His wife (Karen Steele) begs his commanding officer to release Paul from his commitment. When Paul shows up to take the test, he finds Colonel Hughes suiting up. Imploring him to reconsider, Paul makes the case for doing the test to prove that a bailout is possible from the high-speed jet bomber. Flying with Dr. Gruener, Paul ejects, but when the ground observers ask him to indicate he is well by spread-eagling, he does not respond. On board the rescue launch, they pick up Paul and find he is fine; he was simply concentrating so hard that he forgot to spread-eagle. After he is cleared by the medics, Paul is greeted by Carol and his son Kit (Richard Eyer) and, with their blessing, decides to continue with the project.

==Cast==

- John Payne as Major Paul Peterson
- Karen Steele as Carol Peterson
- Paul Kelly as Colonel Hughes
- Richard Eyer as Kit Peterson
- Constance Ford as Mrs. Frances Nolan
- Eddie Firestone as Captain Mike Cavallero
- Adam Kennedy as Lieutenant Ed Simmons
- Gregory Gaye as Dr. Franz Gruener
- Steven Ritch as Major Irv Goldman
- Richard Crane as Captain Jack Nolan

==Original TV Play==
Bailout at 43,000 Feet was an episode of the Climax! dramatic anthology television series. The episode played on season 2 as episode 15, airing on December 29, 1955, directed by John Frankenheimer, produced by Martin Manulis, hosted by William Lundigan and starring Charlton Heston, Richard Boone and Bart Burns.

===Cast===
- Charlton Heston as Lt. Paul Peterson
- Nancy Reagan as Carol Peterson
- Richard Boone ss Col. Hughes
- Lee Marvin as Capt. Cavallero
- Bart Burns
- Charles Davis
- Gil Frye
- John Gallaudet
- Harvey Grant
- William Hughes

==Production==
Carl Dudley originally expressed interest in buying the screen rights to the TV play. Eventually Bill Thomas of Pine-Thomas-Shane Productions got them.

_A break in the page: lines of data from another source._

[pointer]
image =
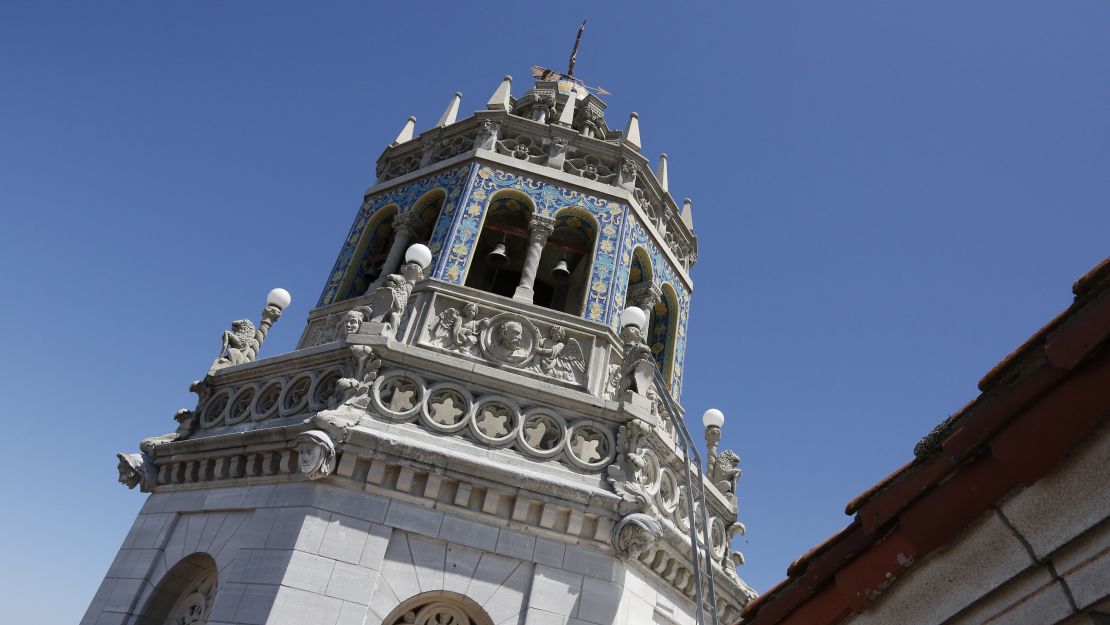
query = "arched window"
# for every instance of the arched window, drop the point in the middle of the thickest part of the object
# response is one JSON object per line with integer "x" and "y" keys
{"x": 563, "y": 275}
{"x": 498, "y": 256}
{"x": 663, "y": 330}
{"x": 425, "y": 215}
{"x": 372, "y": 252}
{"x": 184, "y": 595}
{"x": 439, "y": 608}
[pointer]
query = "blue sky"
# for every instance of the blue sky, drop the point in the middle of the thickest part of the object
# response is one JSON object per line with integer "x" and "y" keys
{"x": 889, "y": 197}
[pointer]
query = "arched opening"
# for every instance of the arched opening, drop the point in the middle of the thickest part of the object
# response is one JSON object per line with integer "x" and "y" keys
{"x": 663, "y": 330}
{"x": 372, "y": 252}
{"x": 639, "y": 279}
{"x": 426, "y": 215}
{"x": 439, "y": 608}
{"x": 498, "y": 256}
{"x": 184, "y": 595}
{"x": 569, "y": 248}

In adapting the episode for the screen, Bailout at 43,000 was slightly revised, with tension heightened in the interaction between a former Nazi scientist and pilots engaged in the bailout tests.

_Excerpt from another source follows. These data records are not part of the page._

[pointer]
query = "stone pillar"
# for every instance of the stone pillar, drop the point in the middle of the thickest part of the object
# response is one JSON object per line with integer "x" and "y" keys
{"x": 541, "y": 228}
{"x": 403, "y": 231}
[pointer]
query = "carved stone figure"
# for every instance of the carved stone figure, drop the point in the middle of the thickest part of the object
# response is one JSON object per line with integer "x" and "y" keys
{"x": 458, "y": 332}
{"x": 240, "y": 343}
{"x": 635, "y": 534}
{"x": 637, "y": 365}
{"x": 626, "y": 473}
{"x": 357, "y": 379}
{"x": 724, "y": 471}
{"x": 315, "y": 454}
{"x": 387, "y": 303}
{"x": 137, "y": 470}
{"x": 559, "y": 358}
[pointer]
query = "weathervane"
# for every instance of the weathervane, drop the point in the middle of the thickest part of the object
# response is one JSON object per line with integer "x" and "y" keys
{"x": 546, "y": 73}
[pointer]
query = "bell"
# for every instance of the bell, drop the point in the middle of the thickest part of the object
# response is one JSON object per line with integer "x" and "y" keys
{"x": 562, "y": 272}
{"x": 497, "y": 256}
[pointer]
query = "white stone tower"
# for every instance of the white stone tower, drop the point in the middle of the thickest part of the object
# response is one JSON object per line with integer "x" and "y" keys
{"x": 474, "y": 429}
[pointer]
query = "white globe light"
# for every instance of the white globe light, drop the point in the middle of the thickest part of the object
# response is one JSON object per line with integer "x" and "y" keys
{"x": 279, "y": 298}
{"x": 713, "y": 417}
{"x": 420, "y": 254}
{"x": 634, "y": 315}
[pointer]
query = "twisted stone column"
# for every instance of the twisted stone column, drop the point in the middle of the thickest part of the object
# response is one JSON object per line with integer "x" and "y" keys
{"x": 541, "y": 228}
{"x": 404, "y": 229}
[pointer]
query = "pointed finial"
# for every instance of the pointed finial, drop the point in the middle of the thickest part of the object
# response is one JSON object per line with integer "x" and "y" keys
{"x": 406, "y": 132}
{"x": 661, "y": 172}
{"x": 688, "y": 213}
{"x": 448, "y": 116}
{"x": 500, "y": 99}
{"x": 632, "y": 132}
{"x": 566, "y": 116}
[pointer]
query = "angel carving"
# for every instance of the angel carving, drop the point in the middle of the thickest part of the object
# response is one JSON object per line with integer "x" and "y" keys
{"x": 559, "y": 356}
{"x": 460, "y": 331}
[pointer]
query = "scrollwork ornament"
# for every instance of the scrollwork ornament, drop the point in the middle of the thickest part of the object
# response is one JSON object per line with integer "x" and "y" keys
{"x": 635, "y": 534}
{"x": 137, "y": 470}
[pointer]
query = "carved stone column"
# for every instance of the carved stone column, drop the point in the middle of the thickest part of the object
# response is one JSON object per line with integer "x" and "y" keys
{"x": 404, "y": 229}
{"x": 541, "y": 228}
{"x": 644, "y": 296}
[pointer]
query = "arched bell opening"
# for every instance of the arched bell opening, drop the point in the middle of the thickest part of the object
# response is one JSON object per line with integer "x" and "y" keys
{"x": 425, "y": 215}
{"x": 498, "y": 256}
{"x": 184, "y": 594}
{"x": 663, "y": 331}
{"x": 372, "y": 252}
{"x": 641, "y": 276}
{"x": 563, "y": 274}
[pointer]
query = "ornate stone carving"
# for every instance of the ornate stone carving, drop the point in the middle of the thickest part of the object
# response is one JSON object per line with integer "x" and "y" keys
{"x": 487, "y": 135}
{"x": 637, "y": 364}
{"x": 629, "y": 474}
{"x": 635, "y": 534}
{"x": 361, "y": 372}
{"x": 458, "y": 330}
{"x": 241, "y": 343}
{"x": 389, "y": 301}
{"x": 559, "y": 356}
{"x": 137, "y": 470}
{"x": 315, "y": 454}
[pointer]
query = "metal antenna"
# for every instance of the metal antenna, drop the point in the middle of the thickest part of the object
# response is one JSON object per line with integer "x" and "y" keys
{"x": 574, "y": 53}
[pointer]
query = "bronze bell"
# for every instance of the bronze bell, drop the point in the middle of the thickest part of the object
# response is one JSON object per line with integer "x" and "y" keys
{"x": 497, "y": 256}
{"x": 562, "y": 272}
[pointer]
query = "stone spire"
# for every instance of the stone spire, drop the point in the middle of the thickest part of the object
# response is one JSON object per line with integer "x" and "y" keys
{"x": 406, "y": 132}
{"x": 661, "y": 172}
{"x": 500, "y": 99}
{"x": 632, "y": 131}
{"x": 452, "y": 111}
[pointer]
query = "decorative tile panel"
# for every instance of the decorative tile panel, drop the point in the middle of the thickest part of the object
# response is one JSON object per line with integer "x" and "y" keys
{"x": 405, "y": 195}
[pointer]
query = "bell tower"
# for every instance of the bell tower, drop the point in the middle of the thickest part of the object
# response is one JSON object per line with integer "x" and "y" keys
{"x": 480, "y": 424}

In August 1956 it was announced Boone would reprise his TV role. However in October he was replaced by Paul Kelly.

Star John Payne was winding up his film career with Bailout at 43,000, while Paul Kelly made his last film appearance, ending a long career that began in 1911 as a child actor in silent films. Karen Steele was borrowed from Sam Goldwyn Jr.

The film was made with the full cooperation of the United States Air Force and featured a number of airfield and aerial sequences with Boeing B-47 Stratojet bombers.

Filming started 1 October 1956.

==Reception==
Bailout at 43,000 was burdened by both its television episode origin and a B-movie budget, making it little more than what film critic Leonard Maltin called, "Routine material" "... not enhanced by flight sequences or romantic relief."

The New York Times called it a "tedious film".

It was the last film from Pine-Thomas Productions.